O mercado financeiro revisou para baixo as suas expectativas em relação à inflação e ao crescimento do Produto Interno Bruto (PIB) para o ano de 2026. Os dados foram divulgados nesta segunda-feira (31) por meio do Boletim Focus, relatório semanal do Banco Central (BC) que sintetiza as projeções de mais de 100 instituições financeiras.

No que diz respeito à inflação, os economistas reduziram a projeção para 2026, que passou de 5,02% para 5,01%. Essa estabilidade nas previsões ocorre mesmo com a instabilidade no Oriente Médio, onde a retomada de conflitos elevou a cotação do petróleo, fator que pode pressionar os preços dos combustíveis e, consequentemente, a inflação no Brasil.

No cenário político internacional, o presidente dos Estados Unidos, Donald Trump, sinalizou a intenção de realizar novas negociações, embora o Irã tenha estabelecido condições para que isso ocorra.

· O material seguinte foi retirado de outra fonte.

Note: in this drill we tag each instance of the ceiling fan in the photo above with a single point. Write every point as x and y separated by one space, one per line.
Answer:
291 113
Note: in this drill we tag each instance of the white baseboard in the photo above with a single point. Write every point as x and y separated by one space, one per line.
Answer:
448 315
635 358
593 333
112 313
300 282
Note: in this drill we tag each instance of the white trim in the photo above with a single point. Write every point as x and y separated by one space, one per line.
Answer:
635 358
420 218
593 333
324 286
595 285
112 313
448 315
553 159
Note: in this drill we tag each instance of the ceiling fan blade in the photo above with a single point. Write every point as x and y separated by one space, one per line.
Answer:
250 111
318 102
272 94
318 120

O detalhamento das projeções de inflação para os próximos anos apresenta a seguinte tendência: para 2026, a estimativa caiu para 5,01%; para 2027, houve uma leve alta, subindo de 4,25% para 4,28%; já para 2028 e 2029, as previsões mantiveram-se estáveis em 3,80% e 3,50%, respectivamente.

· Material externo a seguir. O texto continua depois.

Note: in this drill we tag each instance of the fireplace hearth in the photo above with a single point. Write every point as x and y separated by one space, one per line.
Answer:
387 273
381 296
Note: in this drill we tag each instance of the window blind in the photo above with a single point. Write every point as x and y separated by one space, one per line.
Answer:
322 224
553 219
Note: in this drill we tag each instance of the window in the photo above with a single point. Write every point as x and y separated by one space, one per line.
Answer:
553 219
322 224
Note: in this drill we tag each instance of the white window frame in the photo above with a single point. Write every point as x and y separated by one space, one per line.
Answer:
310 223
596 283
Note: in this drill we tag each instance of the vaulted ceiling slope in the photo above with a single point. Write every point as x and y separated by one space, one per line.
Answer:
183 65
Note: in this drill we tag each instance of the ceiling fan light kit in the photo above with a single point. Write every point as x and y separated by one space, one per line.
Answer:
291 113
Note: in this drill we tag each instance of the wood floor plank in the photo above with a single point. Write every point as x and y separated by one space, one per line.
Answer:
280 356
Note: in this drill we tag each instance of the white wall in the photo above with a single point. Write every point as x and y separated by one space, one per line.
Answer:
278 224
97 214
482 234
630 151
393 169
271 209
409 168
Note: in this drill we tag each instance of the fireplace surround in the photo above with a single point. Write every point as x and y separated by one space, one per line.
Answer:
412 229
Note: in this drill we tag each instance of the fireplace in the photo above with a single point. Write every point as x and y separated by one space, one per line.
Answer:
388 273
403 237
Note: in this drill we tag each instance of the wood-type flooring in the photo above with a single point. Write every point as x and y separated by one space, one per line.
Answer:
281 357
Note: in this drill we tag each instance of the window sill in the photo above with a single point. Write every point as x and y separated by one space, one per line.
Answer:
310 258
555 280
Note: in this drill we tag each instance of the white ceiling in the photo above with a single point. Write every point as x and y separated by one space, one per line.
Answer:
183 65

Vale lembrar que, desde o início de 2025, o Brasil utiliza o sistema de meta contínua, com o objetivo central de manter a inflação em 3%. O índice é considerado dentro do limite aceitável se oscilar entre 1,50% e 4,50%. Esse controle é fundamental, pois a inflação elevada reduz o poder de compra da população, impactando severamente as famílias de renda mais baixa, cujos salários raramente acompanham a subida dos preços.

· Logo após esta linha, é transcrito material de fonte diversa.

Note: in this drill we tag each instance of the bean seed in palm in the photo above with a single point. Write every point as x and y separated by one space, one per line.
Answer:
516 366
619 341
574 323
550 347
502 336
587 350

Quanto ao Produto Interno Bruto (PIB), que representa a soma de todos os bens e serviços produzidos no país e mede a saúde da economia, o mercado reduziu a projeção para este ano de 1,95% para 1,92%. Esse ajuste indica uma desaceleração econômica, considerando que o IBGE registrou um crescimento de 2,3% em 2025.

Para 2027, a expectativa de crescimento do PIB permanece em 1,5%. Em ano de eleição, o governo tem implementado medidas para estimular o consumo e diminuir as dívidas dos cidadãos, elevando a demanda por serviços e produtos. Contudo, essa estratégia pode dificultar o controle de preços. O Banco Central tem reiterado que um ritmo menor de crescimento econômico é necessário para conter as pressões inflacionárias.

Sobre a política monetária, as instituições financeiras mantêm a previsão de cortes na taxa de juros. Atualmente, a Selic está em 14% ao ano, após quatro reduções já efetuadas este ano. A estimativa para o fechamento de 2026 é de 13,75%, prevendo-se ainda um último corte para este ano. Para 2027, a projeção é de 12% e, para 2028, de 10,50% ao ano.

Por fim, a taxa de câmbio teve suas projeções mantidas. O mercado prevê que o dólar encerre este ano cotado a R$ 5,20 e que, para o fechamento de 2027, o valor seja de R$ 5,30.